In the opening scene, Howard Hughes loses control of his motorcycle and crashes in the Nevada desert. That night, he is discovered lying on the side of a stretch of U.S. Highway 95 when Melvin Dummar stops his pickup truck so he can relieve himself. The disheveled stranger, refusing to allow Melvin to take him to the hospital, asks him to instead drive him to Las Vegas, Nevada. En route, the two engage in stilted conversation until Dummar cajoles his passenger into joining him in singing a Christmas song he wrote. Hughes then suggests they sing his favorite song “Bye Bye Blackbird”, and they do. The man warms to his rescuer and he is dropped off at the Desert Inn (which Hughes owns and therein resides) without revealing his identity as the reclusive billionaire.
Most of the remainder of the film focuses on Melvin’s scattered, up-and-down life, his spendthrift, trust-in-luck nature, his rocky marital life with first wife Lynda, and his more stable relationship with second wife Bonnie. Lynda leaves him and their daughter to dance in a sleazy strip club, but eventually returns, but she remains frustrated by her husband’s futile efforts to achieve the American dream. Melvin convinces her to appear on Easy Street, a game show hybrid of The Gong Show and Let’s Make a Deal, and although her tapdancing initially is booed by the audience, she wins them over and nabs the top prize of living room furniture, a piano, and $10,000 cash.

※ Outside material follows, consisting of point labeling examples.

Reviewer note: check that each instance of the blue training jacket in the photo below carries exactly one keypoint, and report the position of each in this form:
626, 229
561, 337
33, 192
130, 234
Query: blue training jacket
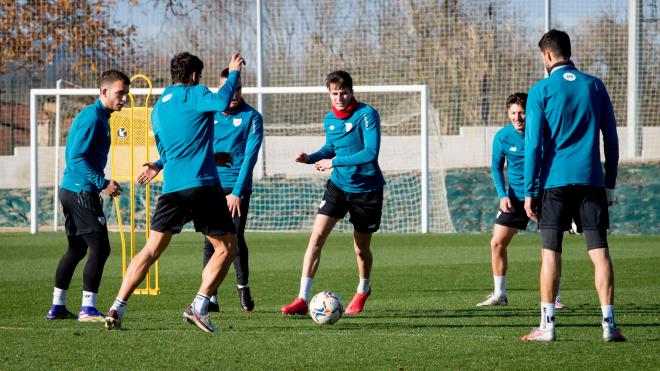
182, 121
566, 112
353, 143
87, 148
240, 133
509, 145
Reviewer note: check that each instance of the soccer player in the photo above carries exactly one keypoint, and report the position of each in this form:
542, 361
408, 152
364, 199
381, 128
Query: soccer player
566, 113
238, 132
87, 147
183, 128
352, 132
509, 146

Melvin agrees to invest in an affordable house in a new development, but while Lynda tries to keep their finances under control, he rashly buys a new car and a boat, prompting her to take their daughter and toddler son and sue for divorce. Melvin is comforted by Bonnie, the payroll clerk at the dairy where he drives a truck, and the two eventually wed and move to Utah, where they take over the operation of a service station her relatives had owned.

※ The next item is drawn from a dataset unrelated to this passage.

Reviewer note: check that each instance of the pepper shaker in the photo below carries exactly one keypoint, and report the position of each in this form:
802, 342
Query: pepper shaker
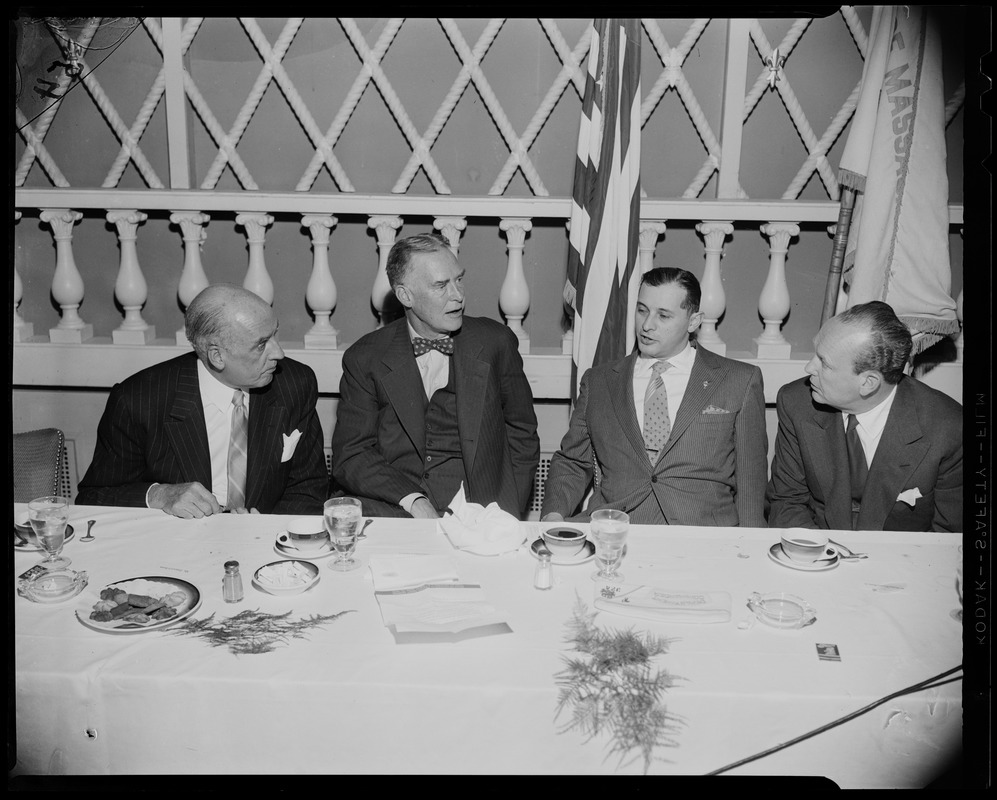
543, 575
232, 583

One day, a mysterious man in a limousine stops at the station ostensibly to buy a pack of cigarettes, but after he drives off Melvin discovers an envelope marked “Last Will and Testament of Howard Hughes” on his office desk. Afraid to open it, he takes it to Mormon headquarters and secrets it in a pile of incoming mail. It doesn’t take long for the media to descend upon him and his family, and eventually Melvin finds himself in court, admitting he once met Hughes but vigorously denying he forged the will that finally fulfills his dreams.